Petra’s beauty just got more pronounced with new monument

The site has been well-explored and studied since its discovery by Johann Burckhardt in 1812, but apparently a lot of that looking was focused on the city center and likely thousands have trod over the new monumental find near the center of the city.

Researchers, perhaps to save face, have long believed and said that there was something out there but to find something in plain sight is surely a touch embarrassing.

“I’m sure that over the course of two centuries of research [in Petra], someone had to know [this site] was there, but it’s never been systematically studied or written up,” Christopher Tuttle, the director of the Council of Overseas Research Centers, told National Geographic at the time of publicaiton. “I’ve worked in Petra for 20 years, and I knew that something was there, but it’s certainly legitimate to call this a discovery.”

Drones have proven for some time that they are a lot more useful than simply blowing the hell out of militants around the world and this discovery was made using both drones and satellite imagery.
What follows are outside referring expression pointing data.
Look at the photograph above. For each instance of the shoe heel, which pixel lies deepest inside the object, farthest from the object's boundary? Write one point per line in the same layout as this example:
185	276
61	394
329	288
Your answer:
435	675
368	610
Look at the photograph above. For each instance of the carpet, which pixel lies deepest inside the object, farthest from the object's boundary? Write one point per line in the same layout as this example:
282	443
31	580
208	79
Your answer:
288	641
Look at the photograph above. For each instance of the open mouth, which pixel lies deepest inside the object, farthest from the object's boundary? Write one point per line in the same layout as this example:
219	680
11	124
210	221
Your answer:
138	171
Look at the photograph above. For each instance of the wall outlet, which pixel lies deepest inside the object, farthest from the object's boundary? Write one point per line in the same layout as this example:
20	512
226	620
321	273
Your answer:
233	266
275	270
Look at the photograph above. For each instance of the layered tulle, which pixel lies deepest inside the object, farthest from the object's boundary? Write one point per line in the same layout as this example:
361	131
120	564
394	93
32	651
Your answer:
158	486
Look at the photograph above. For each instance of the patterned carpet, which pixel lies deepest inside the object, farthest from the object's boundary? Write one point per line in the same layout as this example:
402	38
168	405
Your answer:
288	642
That work was done by Tuttle and Archeologists Sarah Parcak.

Parcak and “space archeology”

The monument itself is huge; a multi-level platform measures 184 feet by 161 feet at its base and stairs then lead to another 28 by 28 foot building that was built above the much larger first level.
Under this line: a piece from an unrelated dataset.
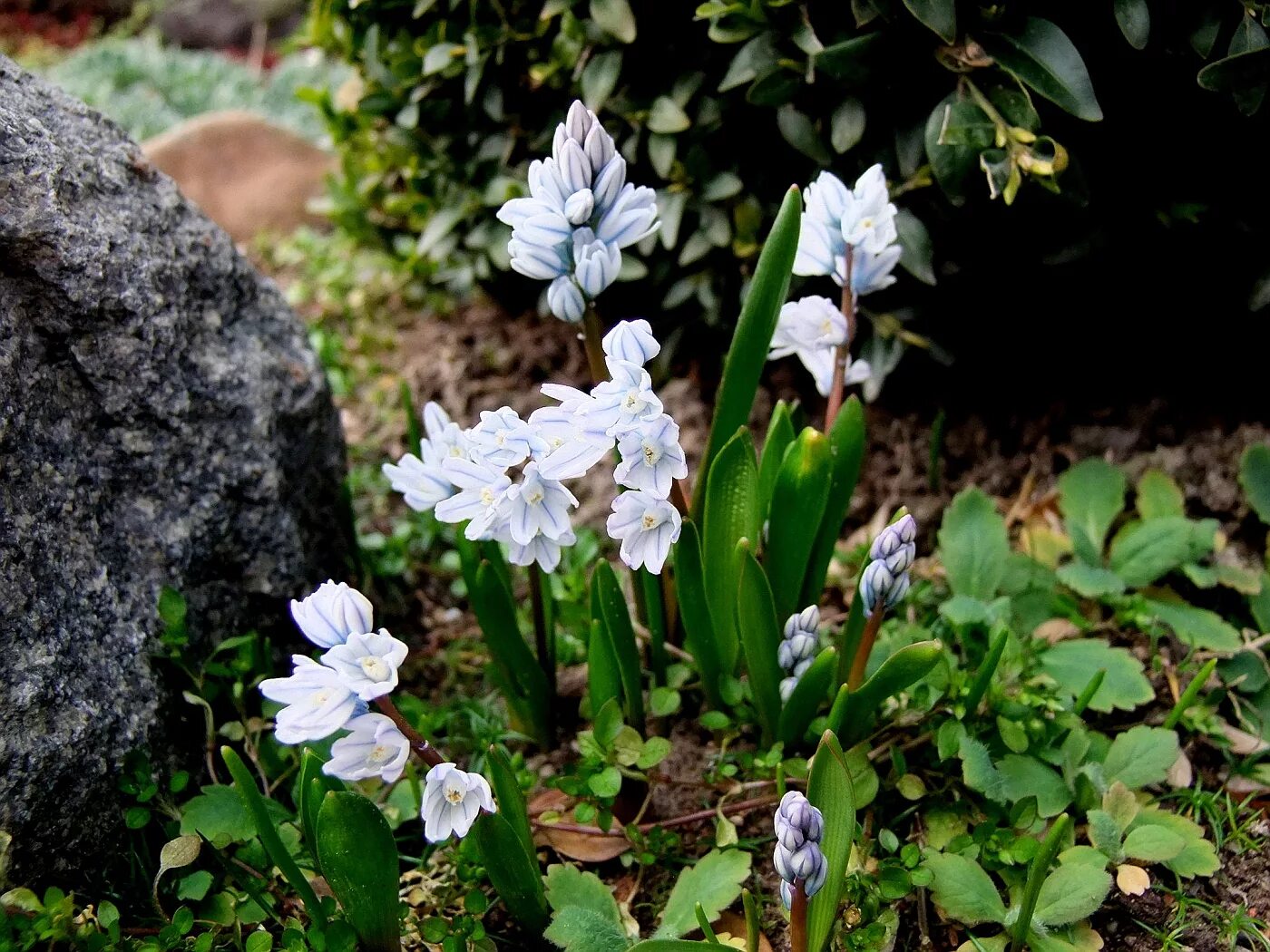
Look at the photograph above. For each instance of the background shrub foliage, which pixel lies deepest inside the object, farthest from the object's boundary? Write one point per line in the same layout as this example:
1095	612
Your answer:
720	103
Somewhat strangely, the stairs of this monument do not face the city center like all other buildings in the city. This is a bit puzzling but it is what it is. Archeologists are confident that the building served a ceremonial purpose.
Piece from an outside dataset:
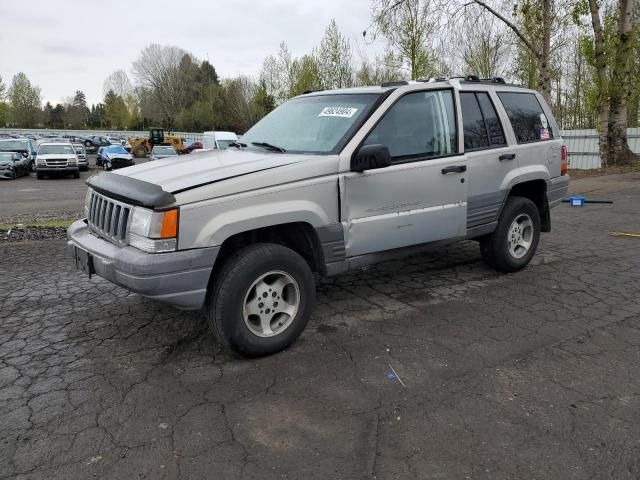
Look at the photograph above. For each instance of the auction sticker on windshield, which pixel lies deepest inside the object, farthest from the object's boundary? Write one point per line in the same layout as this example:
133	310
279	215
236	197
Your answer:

“This monumental platform has no parallels at Petra or in its hinterlands at present,” wrote the researchers in conversation with the UK’s Guardian.

Petra was home to a tribal group in what is now modern day Jordon caleed the Nabataeans who began construction about 150 BC and vacated over 800 years later for reasons unknown.

It was Parcak whose knowledge of satellite imagery made the find possible and her work has largely been called “space archeology” a technique that uses satellite imaging to find sites in the thick jungles of Central America (Mayan) and now Petra. This technology called Lider has essentially opened a new field in archaeology.

This same technology has been “pointed” at areas around Egypt’s pyramids in the hopes of finding secret rooms that have avoided discovery by traditional “digging” archaeologists according to report by the Christian Science Monitor’s Lucy Schouten.

“This technology is not about what you find – but how you can think about things like settlement scale and ancient human-environment interactions more broadly,” Parcak told The Guardian. “What happens when you can truly map the near-surface buried features for an entire site? I’m excited, but we need to think about the implications of having all this technology at our fingertips so we can use it responsibly.”